Let's for example look at this example hive plot by Martin Krzewinski (for what B means: see the explanation at the hive plot website). Suppose you're given a list of genes in E.coli (or a list of functions in the linux operating system) and the network between those genes (or functions). Using clever visualization, we can define some interesting questions that we can look into using statistics or data mining. For example: why do we see so many workhorse genes in E.coli? Does this reflect reality, and what would that mean? Or does it mean that our input network is biased? What is so special about that very small number of workhorse functions in linux that have that high connectivity? These are questions that we need to be presented to us.

What parameters should I use?
Second issue: the outcome from most data mining/filtering algorithms depend tremendously on the right parameters. But it can be very difficult to actually find out what those parameters should be. Does there actually exist a "right" set of parameters for this or that algorithm? Also, tweaking some arguments just a little bit can have vast effects on the results, while you can change other parameters as much as you want, but it won't affect the outcome whatsoever.

Turnbull et al. Nature Genetics 2010
Can I trust this output?
Issue number 3: if I am a clinician/biologist and a bioinformatician hands me some results, how do I know if I can trust those results? Heck, being a bioinformatician myself and writing some program to filter putative SNPs, how do I know that my results are correct? Suppose there are 3 filters that I can apply consecutively, with different combinations of settings.

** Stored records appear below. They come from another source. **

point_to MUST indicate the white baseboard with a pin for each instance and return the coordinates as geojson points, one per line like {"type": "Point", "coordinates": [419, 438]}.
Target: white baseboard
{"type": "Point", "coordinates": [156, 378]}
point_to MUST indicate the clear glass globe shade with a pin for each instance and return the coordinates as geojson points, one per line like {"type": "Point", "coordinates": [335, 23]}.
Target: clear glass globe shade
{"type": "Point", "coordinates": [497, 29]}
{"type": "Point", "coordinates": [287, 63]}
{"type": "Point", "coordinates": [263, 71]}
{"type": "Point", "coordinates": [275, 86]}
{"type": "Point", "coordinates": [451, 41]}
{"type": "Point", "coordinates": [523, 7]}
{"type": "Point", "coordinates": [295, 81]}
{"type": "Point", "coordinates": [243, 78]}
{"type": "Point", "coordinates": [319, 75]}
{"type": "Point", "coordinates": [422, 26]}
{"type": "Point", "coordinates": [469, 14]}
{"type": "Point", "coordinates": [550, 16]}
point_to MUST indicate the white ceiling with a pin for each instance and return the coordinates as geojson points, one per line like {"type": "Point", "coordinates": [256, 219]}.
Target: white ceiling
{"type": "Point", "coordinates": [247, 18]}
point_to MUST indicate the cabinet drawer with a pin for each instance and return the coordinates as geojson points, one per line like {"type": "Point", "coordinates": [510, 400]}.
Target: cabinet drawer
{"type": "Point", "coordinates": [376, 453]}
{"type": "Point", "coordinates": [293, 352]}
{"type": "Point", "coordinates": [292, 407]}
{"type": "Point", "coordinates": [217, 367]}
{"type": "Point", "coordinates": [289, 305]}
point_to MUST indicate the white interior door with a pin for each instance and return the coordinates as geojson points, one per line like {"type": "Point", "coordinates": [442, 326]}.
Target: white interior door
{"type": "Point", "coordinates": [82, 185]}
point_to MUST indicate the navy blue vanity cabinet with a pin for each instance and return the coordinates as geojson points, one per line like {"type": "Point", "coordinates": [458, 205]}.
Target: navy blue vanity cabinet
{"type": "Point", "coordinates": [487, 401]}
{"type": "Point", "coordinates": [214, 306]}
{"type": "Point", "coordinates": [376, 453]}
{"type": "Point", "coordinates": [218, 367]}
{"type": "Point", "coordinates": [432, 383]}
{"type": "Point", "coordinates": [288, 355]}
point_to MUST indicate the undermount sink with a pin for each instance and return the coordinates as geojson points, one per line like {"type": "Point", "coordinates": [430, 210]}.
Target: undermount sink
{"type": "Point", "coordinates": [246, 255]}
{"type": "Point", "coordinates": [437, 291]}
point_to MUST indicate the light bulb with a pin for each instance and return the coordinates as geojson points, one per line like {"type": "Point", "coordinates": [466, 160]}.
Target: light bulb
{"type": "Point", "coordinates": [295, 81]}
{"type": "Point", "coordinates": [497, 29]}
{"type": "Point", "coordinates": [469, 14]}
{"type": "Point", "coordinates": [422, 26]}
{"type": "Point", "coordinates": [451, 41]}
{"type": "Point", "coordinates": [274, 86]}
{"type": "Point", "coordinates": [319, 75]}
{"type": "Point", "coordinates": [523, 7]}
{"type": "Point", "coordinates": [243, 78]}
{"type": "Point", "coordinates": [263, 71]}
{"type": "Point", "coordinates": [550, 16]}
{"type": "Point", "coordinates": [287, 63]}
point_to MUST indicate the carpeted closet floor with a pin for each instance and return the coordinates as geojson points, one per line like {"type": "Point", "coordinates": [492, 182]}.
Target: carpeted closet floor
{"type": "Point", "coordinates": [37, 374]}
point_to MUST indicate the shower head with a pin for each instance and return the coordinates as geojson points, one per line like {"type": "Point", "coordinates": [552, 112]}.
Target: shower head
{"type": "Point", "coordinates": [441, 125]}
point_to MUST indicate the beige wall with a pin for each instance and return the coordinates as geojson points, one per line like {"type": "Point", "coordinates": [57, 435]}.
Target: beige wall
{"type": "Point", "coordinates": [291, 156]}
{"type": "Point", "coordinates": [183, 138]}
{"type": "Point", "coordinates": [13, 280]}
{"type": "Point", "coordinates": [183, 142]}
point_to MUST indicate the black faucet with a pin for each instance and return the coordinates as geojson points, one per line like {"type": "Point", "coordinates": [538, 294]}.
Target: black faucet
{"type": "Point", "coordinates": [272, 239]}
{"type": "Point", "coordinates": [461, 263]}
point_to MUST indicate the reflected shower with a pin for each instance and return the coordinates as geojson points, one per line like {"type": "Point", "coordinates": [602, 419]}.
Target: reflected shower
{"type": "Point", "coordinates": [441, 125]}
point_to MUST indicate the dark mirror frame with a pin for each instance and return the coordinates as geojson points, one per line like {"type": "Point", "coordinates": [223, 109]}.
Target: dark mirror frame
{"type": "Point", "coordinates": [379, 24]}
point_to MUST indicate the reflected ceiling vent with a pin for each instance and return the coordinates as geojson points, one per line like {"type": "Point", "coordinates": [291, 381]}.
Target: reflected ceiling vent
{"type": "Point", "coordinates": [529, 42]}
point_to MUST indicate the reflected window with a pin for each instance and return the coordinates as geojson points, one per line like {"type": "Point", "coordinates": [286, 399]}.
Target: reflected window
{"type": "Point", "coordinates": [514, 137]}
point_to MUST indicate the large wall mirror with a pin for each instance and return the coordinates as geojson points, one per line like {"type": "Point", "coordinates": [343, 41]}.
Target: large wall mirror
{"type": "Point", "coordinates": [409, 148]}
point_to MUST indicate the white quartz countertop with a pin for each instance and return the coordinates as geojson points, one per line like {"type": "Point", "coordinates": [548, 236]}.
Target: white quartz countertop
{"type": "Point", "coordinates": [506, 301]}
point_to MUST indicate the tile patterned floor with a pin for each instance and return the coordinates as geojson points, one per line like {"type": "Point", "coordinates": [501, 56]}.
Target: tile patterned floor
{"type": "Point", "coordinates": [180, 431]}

Looking at exome data, we main information that we can use for assessing the results of SNP filtering are the fact that you should end up with 20k-25k SNPs, and a transition/transversion ratio of 2.1 (if I remember correctly). But there's many different combinations of filters that can give these summary statistics. The state of the art (believe it or not) is to just run many different algorithms and filters independently, and then take the intersection of the results...

I can't wrap my head around this...
And finally, there's the issue of too much information. Not just the sheer amount, but of different data sources. It's actually not really too much information per se, but too much to keep into one head. Someone trying to decide on a treatment plan for a cancer patient, for example, will have to combine data from heterogeneous datasets, multiple abstraction levels and multiple sources. He'll have to look into patient and clinical data, family/population data, MR/CT/Xray scans, tissue samples, gene expression data and pathways. That's just too much. His cognitive capacities are fully engaged in trying to integrate all that information, rather than in answering the initial question.

Visualization... part of the solution
I'm not saying anything new here when I suggest that data visualization might be part of the solution to these problems. As current technologies and analysis methods have alienated the end-user from his own results, visualization can reach over and cross this gap. The rest of the presentation is basically about some basic principles in data visualization, which I'll not go further into here.